To observe your AI agents, start by setting up tracing. Traces capture the full execution tree of your workflows, every agent step, tool call, and model request in a single view. We provide different ways to get started. See the agent tracing quickstart for a hands-on walkthrough:
  • Tracing SDK: install the SDK and add @workflow / @task decorators to your code. LLM calls are auto-captured. Works with any framework or custom code.
  • Framework integrations: if you’re already using OpenAI Agents SDK, Vercel AI SDK, Mastra, LangGraph, or other frameworks, use our pre-built exporters for zero-effort tracing.
  • Manual ingestion: send traces directly via the OTLP endpoint or JSON ingest API if you have existing telemetry pipelines.

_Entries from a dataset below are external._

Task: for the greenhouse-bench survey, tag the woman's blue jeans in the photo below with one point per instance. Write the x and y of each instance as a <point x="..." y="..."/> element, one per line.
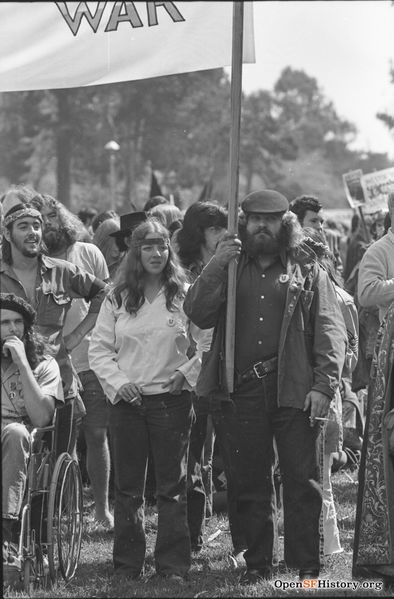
<point x="163" y="425"/>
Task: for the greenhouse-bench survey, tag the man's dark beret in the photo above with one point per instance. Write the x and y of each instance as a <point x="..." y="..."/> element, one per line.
<point x="10" y="301"/>
<point x="266" y="200"/>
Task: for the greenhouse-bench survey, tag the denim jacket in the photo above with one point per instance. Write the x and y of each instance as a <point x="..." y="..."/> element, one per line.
<point x="312" y="341"/>
<point x="58" y="283"/>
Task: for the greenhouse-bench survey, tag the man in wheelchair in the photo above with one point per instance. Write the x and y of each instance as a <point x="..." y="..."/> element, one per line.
<point x="31" y="388"/>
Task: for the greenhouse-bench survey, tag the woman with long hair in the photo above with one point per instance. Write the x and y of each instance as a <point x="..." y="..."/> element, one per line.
<point x="139" y="352"/>
<point x="373" y="552"/>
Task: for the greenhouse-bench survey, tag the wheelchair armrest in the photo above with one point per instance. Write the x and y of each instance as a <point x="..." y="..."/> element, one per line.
<point x="39" y="435"/>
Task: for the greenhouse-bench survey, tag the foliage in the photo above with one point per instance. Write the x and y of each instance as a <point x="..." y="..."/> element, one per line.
<point x="291" y="138"/>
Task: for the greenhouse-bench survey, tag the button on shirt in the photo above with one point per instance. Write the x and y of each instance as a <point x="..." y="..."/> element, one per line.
<point x="261" y="297"/>
<point x="145" y="348"/>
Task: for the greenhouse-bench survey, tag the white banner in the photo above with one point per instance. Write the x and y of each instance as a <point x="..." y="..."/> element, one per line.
<point x="377" y="187"/>
<point x="47" y="45"/>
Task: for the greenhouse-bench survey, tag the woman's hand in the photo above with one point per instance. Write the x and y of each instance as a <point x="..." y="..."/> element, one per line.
<point x="16" y="347"/>
<point x="130" y="393"/>
<point x="175" y="383"/>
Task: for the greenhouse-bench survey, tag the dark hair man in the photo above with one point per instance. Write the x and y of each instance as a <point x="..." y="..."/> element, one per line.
<point x="204" y="224"/>
<point x="290" y="345"/>
<point x="309" y="211"/>
<point x="49" y="284"/>
<point x="61" y="233"/>
<point x="376" y="275"/>
<point x="31" y="386"/>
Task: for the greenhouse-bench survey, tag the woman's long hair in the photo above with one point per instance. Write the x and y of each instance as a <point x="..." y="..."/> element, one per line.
<point x="198" y="217"/>
<point x="129" y="285"/>
<point x="36" y="346"/>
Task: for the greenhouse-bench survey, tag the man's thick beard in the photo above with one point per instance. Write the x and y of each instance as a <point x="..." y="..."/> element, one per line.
<point x="55" y="240"/>
<point x="258" y="245"/>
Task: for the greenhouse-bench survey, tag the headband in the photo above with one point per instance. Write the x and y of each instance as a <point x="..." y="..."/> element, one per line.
<point x="20" y="211"/>
<point x="151" y="241"/>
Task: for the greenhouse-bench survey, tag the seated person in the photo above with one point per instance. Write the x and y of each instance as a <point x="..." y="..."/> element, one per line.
<point x="31" y="386"/>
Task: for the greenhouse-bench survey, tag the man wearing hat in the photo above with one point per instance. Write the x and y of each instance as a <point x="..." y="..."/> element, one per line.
<point x="128" y="222"/>
<point x="289" y="350"/>
<point x="48" y="284"/>
<point x="31" y="386"/>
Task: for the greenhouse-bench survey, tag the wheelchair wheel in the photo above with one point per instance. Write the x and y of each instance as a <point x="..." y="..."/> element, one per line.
<point x="64" y="518"/>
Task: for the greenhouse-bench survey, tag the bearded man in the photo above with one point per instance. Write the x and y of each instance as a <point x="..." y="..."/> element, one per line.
<point x="62" y="232"/>
<point x="290" y="345"/>
<point x="49" y="285"/>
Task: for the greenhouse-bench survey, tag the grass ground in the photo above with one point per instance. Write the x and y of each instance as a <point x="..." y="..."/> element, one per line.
<point x="212" y="574"/>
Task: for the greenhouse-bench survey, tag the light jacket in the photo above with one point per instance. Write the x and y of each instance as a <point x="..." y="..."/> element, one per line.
<point x="312" y="342"/>
<point x="376" y="275"/>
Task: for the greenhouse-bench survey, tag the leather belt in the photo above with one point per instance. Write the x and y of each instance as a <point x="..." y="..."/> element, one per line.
<point x="257" y="371"/>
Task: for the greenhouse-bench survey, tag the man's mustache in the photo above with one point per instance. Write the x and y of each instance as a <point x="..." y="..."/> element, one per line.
<point x="264" y="231"/>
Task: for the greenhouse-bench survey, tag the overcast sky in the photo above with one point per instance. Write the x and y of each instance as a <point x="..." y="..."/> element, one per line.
<point x="346" y="45"/>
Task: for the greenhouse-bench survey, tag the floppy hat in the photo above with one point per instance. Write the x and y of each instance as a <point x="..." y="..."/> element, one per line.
<point x="128" y="222"/>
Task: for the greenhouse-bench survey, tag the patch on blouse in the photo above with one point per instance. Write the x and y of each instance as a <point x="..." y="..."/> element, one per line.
<point x="171" y="321"/>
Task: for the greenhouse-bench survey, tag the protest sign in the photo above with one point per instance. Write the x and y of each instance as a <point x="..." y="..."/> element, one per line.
<point x="376" y="187"/>
<point x="47" y="45"/>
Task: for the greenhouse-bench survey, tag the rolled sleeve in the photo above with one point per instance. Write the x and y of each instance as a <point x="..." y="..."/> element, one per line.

Once tracing is set up, you can pass tracing parameters to enrich your spans:
  • customer_identifier: track per-user metrics, budgets, and rate limits
  • thread_identifier: group spans into conversation threads
  • trace_group_identifier: link related traces across sessions
  • metadata: attach any custom key-value pairs for filtering and tagging
If you don’t need full agent tracing and just want to log each LLM call or tool use separately, use the Logging API instead. It’s a single API call per request, great for simple setups or non-agentic workflows.

Monitor

Once data is flowing into Respan, your dashboard automatically shows requests, tokens, latency, cost, and error rates. You can drill into individual logs or traces to debug issues. To go further, you can set up:
  • Views: save reusable filter configurations you apply often (e.g. “production errors”, “high-cost requests”).
  • Alerts & notifications: get notified by email when issues are detected, like LLM outages or error spikes.
  • Automations: add guardrails to your system by running online evaluations on live traffic, flagging problematic responses, or triggering alerts when quality drops.